Casey’s brown eyes grew round. “Bite my ass!” she muttered. “I should’ve never trusted an out-of-towner.”
“Oh, and I offered to pay him twenty bucks,” Reese added.
“So he did it for the money?” Casey asked.
“No, he did it because he’s got the hots for you, too.”
“He never said any such thing,” Casey fumed.
Reese leaned in. “He didn’t have to. You see, the good Lord blessed me with three things, too. Teaching, making people smile, and reading people.” With an exception to undercover cops with wide shoulders and sexy smiles. But I’m not thinking about him.
“Make that four things,” Reese continued. “I can wait tables. Unfortunately, I missed out on the boobs, but what I got, still has bounce.” She glanced down at her full-size B cups and then up. “When do I start work?”

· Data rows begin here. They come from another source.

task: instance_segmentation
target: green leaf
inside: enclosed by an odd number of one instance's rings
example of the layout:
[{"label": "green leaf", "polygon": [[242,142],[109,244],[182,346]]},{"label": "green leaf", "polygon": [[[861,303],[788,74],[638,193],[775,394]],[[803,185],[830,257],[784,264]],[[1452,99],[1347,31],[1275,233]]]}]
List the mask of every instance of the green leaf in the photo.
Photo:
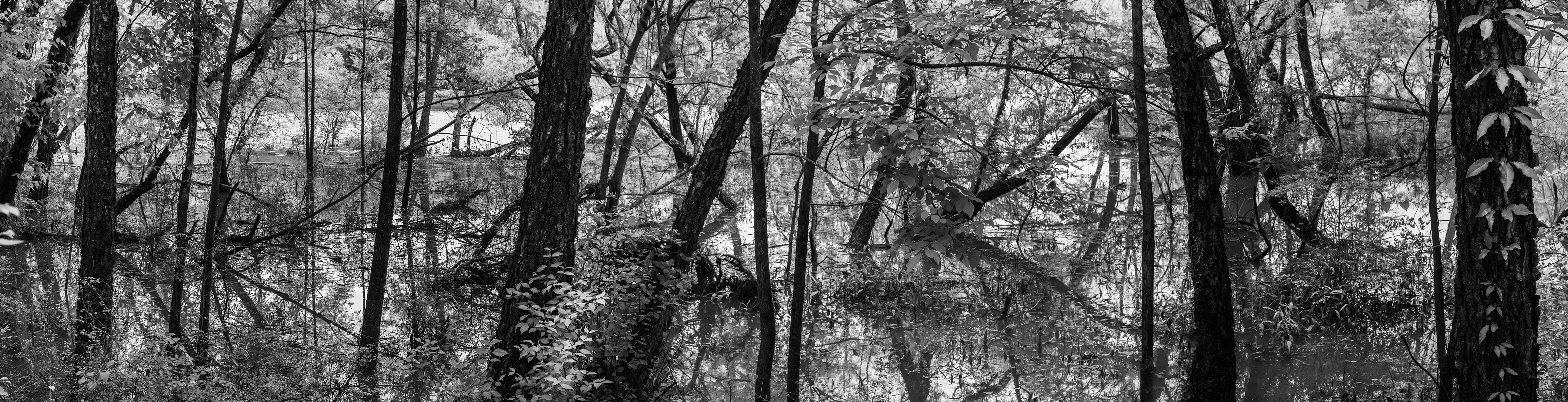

Casey stood, her frown seemed to spread all the way down to her toes, but Reese somehow knew she wouldn’t go back on her word. “Bounce your tits back in here at four in the morning, young lady.”
Four? She almost asked, but decided not to chance it. “You won’t be sorry,” Reese said.
“Like hell I won’t. I already am,” Casey muttered.
• • •
Reese walked out onto Main Street, savored the sunshine and the smell of the beach, and headed for her car. For the first time in two months, she almost felt happy.
Slipping into her bug, she decided to head to her motel, check out, and find a place on Hung Island. With the summer heat making her little car almost intolerable, she started the engine and turned the air on high—waiting for it to get cool. When a breath of chilled air hit her face, she reached back in her pocket to see who was responsible for making her butt vibrate.
Truth be told, her butt hadn’t seen that much action in . . . well, since over two years. Not true. A little guilty voice whispered in her head.